My next fond memory of rhubarb came at about the age of 7 or 8. To earn pocket money I was given a large very sharp knife and told to chop the rhubarb seeds out. So up and down the rows I went battling imaginary armies. Hacking, slashing, down they went row after row. But I was careful not to hurt the young buds or the seed stalks not showing above the leaves, for this was next week's pocket money. "Didn't you do those last week?" my father would say. "YEP sure did, they grow fast don't they?" The knife I used had stamped on the side GREG, STEEL - it must have been the worst designed knife in the world. 50 years later while researching carnivorous plants at Hattah Lakes in a burnt out camp, I found a rusty knife blade. I brought it home cleaned it up, and there on the side was GREG, STEEL. I re-handled it, and now use it every day in my rhubarb business - coincidence?
Rhubarb was fertilized then with fowl manure. Fowl manure was scarce, as all the market gardeners needed it. For a plentiful supply of chook manure was the key to a successful rhubarb farm. The way to get it was to clean out commercial chook sheds, or get the farmers to bag it for you. Either way it was a dirty, expensive, heavy, never ending job. My father Rex had, over the years, befriended some poultry farmers in the Melton, Rockbank area. So after selling his rhubarb at the old Queen Victoria Market he would head out of town to collect as much as his truck could carry. At about the age of 12 during school holidays I would go to market with him. But on the way home the fun began, for I rearranged the bags of manure to make a fort on the top of the load, and road home on top of the truck.
Just near us in the market were a few other rhubarb growers. One from Wheelers Hill always had bigger, better, redder rhubarb than ours; in fact it was huge. He always sold out first and for a better price. He wouldn't sell or swap any of his plants, a real sore point, as we did him lots of favours over the years, such as towing his broken down truck home, and selling his load when he took sick at the market. Suddenly he stopped coming to market and Dad decided to visit him to see what was wrong. Well in just a few short weeks the farm was gone - house, sheds, everything. It had been subdivided for housing, bulldozed flat, top soil sold, no trace of any rhubarb remained and never heard from him again. Dad was very hurt as he never even said goodbye after probably an acquaintance spanning 20 years.

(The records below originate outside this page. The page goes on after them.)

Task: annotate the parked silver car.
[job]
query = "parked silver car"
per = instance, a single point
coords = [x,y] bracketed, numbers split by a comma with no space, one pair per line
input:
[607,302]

Dad grew a winter rhubarb - green as grass in the summer, but as the winter progressed it turned red. "Barbed Wire" was its name. The Army ordered it by the 100's of sack bags full. It was sold by weight at a very low fixed price set by the Government to avoid war time profiteering. Well my job was to hold the bags open while Dad shovelled in sand to bring the weight up. 5 shovelfuls seemed about right. Dad wasn't allowed to go to war but had to feed the army cheaply. They confiscated his very old truck for the war effort. No truck, no petrol, just an old Nash car with running boards. The local engineers converted it to run on plentiful Kerosene. Struggle, struggle, our shipments were impossible, as we had no transport to deliver the rhubarb or get chook manure. Our shipments got less and less, tiny in fact, and the army yelled for more. One day the army rang up - get down to the docks there's a free brand new 5 ton army truck for you. Just paint over the khaki so it doesn't look like it came from the army - we need more rhubarb. Life was sweet once more. But things changed. Gradually rhubarb sales slowed down, and by the time I left school it was very slow. I modernized the farm. Tractors, dams, pumps, fixed sprinklers, and more modern crops catering for the influx of immigrants, Italians, Greeks, Maltese. Mediterranean crops were the way to go, rhubarb was too slow for this new fast way of life. Girls, fast cars, race boats were all money demanding. So I ploughed all the rhubarb up, Dad was a bit quiet for a day or so - don't know why. I never grew another stick of rhubarb for 50 years. Started again in 2008 but that's another story!